NÉGOCIATIONS DE OUAGADOUGOU
Conakry suspend sa participation
«Notre participation aux négociations n’est pas bannie mais suspendue jusqu’au retour (au pouvoir) du président», a déclaré à la télévision le colonel Moussa Keïta, ministre, secrétaire permanent du Cndd.

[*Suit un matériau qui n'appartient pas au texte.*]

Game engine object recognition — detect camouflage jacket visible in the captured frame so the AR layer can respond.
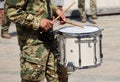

Les militaires au pouvoir en Guinée ont décidé de suspendre leur participation aux négociations sur la crise guinéenne à Ouagadougou, jusqu´au «retour» dans ses fonctions de leur chef, le capitaine Moussa Dadis Camara, a annoncé mardi soir un ministre à la télévision d´Etat. «Pour le moment, notre participation aux négociations n´est pas bannie mais suspendue jusqu´au retour (au pouvoir) du président», a déclaré à la Télévision nationale le colonel Moussa Keïta, ministre secrétaire permanent du Conseil national pour la démocratie et le développement (Cndd, junte). Le capitaine Camara reste hospitalisé au Maroc où il a subi une intervention chirurgicale, après avoir été blessé par balle à la tête, le 3 décembre, par son aide de camp, Aboubacar Sidiki Diakité, dit Toumba, actuellement en fuite. La junte affirme qu´il «va bien» et qu´il «rentrera bientôt», mais cette version officielle est mise en doute par bon nombre de Guinéens qui s´interrogent sur l´état de santé réel du capitaine, qui n´a pas fait d´apparition ni de déclaration dans les médias depuis la tentative de meurtre. «Nous savons que c´est dans la négociation, certainement, que le peuple ou la nation aura son salut. Mais, pour le moment, ce qui préoccupe le Cndd et le gouvernement, c´est la santé du président, c´est la quiétude interne», a expliqué le colonel Keïta, apparaissant en uniforme, dans une interview diffusée plusieurs fois dans la soirée par la radio-télévision guinéenne. Le capitaine Camara a été porté au pouvoir par l´armée, il y a près d´un an, le 23 décembre 2008, au lendemain de la mort du dictateur Lansana Conté (1984-2008) qui était malade depuis plusieurs années. Le président burkinabé Blaise Compaoré a été nommé médiateur dans la crise guinéenne par la Communauté des états d´Afrique de l´Ouest (Cédéao), après le massacre d´opposants par l´armée, le 28 septembre à Conakry, qui a fait au moins 150 morts selon l´ONU. Depuis le début des négociations, l´opposition réclame le départ des militaires du pouvoir, la nomination d´un civil à la tête du pays pour 10 mois et la «disqualification» de Dadis Camara pour la présidentielle prévue en 2010.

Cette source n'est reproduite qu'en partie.